5.2.3 The Mode of a Quantitative Variable
One other less common measure of the center of a quantitative variable’s distribution is its most frequently observed value, referred to as the mode. This measure is only appropriate for discrete variables, be they quantitative or categorical. To find the mode, we usually tabulate the data, and then sort by the counts of the numbers of observations.
nh_adults %>%
group_by(Age) %>%
summarise(count = n()) %>%
arrange(desc(count))
# A tibble: 44 x 2
Age count
<int> <int>
1 56 19
2 50 18
3 28 16
4 37 16
5 42 16
6 49 15
7 24 13
8 27 13
9 39 13
10 46 13
# ... with 34 more rows
Note the use of three different “verbs” in our function there - for more explanation of this strategy, visit Grolemund and Wickham (2017).
As an alternative, the modeest
package’s mfv
function calculates the sample mode (or most frequent value).6
5.3 Measuring the Spread of a Distribution
Statistics is all about variation, so spread or dispersion is an important fundamental concept in statistics. Measures of spread like the inter-quartile range and range (maximum - minimum) can help us understand and compare data sets. If the values in the data are close to the center, the spread will be small.

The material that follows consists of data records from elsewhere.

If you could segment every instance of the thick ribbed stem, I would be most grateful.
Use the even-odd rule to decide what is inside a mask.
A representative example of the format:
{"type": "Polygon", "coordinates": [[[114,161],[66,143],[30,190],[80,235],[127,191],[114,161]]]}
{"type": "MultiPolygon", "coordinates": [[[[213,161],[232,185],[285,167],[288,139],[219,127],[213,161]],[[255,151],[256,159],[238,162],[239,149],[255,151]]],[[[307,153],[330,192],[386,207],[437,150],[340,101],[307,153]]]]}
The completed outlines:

If many of the values in the data are scattered far away from the center, the spread will be large.
5.3.1 The Range and the Interquartile Range (IQR)

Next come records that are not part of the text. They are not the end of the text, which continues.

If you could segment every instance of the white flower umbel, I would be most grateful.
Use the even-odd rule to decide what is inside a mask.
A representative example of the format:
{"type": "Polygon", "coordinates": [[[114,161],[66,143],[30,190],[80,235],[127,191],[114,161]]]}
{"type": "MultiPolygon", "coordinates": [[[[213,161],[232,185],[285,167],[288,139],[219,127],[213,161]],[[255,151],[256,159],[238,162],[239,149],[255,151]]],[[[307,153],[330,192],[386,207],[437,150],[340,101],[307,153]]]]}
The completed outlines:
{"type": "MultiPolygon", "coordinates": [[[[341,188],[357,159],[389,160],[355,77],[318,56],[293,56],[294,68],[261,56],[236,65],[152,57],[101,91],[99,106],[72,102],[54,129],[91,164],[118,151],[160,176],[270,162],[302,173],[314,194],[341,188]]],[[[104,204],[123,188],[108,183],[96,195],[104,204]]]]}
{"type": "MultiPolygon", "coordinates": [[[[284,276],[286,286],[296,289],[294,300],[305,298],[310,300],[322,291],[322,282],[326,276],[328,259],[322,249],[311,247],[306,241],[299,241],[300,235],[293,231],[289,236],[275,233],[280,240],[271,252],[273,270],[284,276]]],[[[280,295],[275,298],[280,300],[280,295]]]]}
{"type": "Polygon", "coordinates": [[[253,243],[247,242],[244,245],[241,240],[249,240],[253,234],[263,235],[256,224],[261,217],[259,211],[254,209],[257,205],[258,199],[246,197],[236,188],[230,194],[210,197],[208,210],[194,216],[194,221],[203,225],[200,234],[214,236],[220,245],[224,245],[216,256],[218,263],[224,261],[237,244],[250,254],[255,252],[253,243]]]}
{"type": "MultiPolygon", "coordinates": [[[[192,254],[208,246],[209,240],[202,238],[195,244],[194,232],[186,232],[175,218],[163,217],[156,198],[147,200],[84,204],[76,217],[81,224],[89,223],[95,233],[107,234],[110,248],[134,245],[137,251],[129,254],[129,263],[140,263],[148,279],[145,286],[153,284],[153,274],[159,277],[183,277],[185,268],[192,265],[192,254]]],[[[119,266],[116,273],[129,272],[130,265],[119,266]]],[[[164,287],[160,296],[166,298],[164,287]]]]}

The range of a quantitative variable is sometimes interpreted as the difference between the maximum and the minimum, even though R presents the actual minimum and maximum values when you ask for a range…
nh_adults %>%
select(Age) %>%
range()
[1] 21 64
And, for a variable with missing values, we can use…
nh_adults %>%
select(BMI) %>%
range(., na.rm=TRUE)
[1] 17.8 69.0
A more interesting and useful statistic is the inter-quartile range, or IQR, which is the range of the middle half of the distribution, calculated by subtracting the 25th percentile value from the 75th percentile value.
nh_adults %>%
summarise(IQR(Age), quantile(Age, 0.25), quantile(Age, 0.75))
# A tibble: 1 x 3
`IQR(Age)` `quantile(Age, 0.25)` `quantile(Age, 0.75)`
<dbl> <dbl> <dbl>
1 22 31 53
We can calculate the range and IQR nicely from the summary information on quantiles, of course:
nh_adults %>%
select(Age, BMI, SBP, DBP, Pulse) %>%
summary()
Age BMI SBP DBP
Min. :21.0 Min. :17.80 Min. : 84.0 Min. : 19.00
1st Qu.:31.0 1st Qu.:24.20 1st Qu.:109.0 1st Qu.: 65.00
Median :42.0 Median :27.70 Median :118.0 Median : 72.00
Mean :42.1 Mean :28.73 Mean :118.6 Mean : 72.25
3rd Qu.:53.0 3rd Qu.:32.10 3rd Qu.:127.0 3rd Qu.: 79.00
Max. :64.0 Max. :69.00 Max. :202.0 Max. :105.00
NA's :3 NA's :15 NA's :15
Pulse
Min. : 46.00
1st Qu.: 64.00
Median : 72.00
Mean : 72.96
3rd Qu.: 80.00
Max. :120.00
NA's :15
5.3.2 The Variance and the Standard Deviation
The IQR is always a reasonable summary of spread, just as the median is always a reasonable summary of the center of a distribution. Yet, most people are inclined to summarise a batch of data using two numbers: the mean and the standard deviation. This is really only a sensible thing to do if you are willing to assume the data follow a Normal distribution: a bell-shaped, symmetric distribution without substantial outliers.
But most data do not (even approximately) follow a Normal distribution. Summarizing by the median and quartiles (25th and 75th percentiles) is much more robust, explaining R’s emphasis on them.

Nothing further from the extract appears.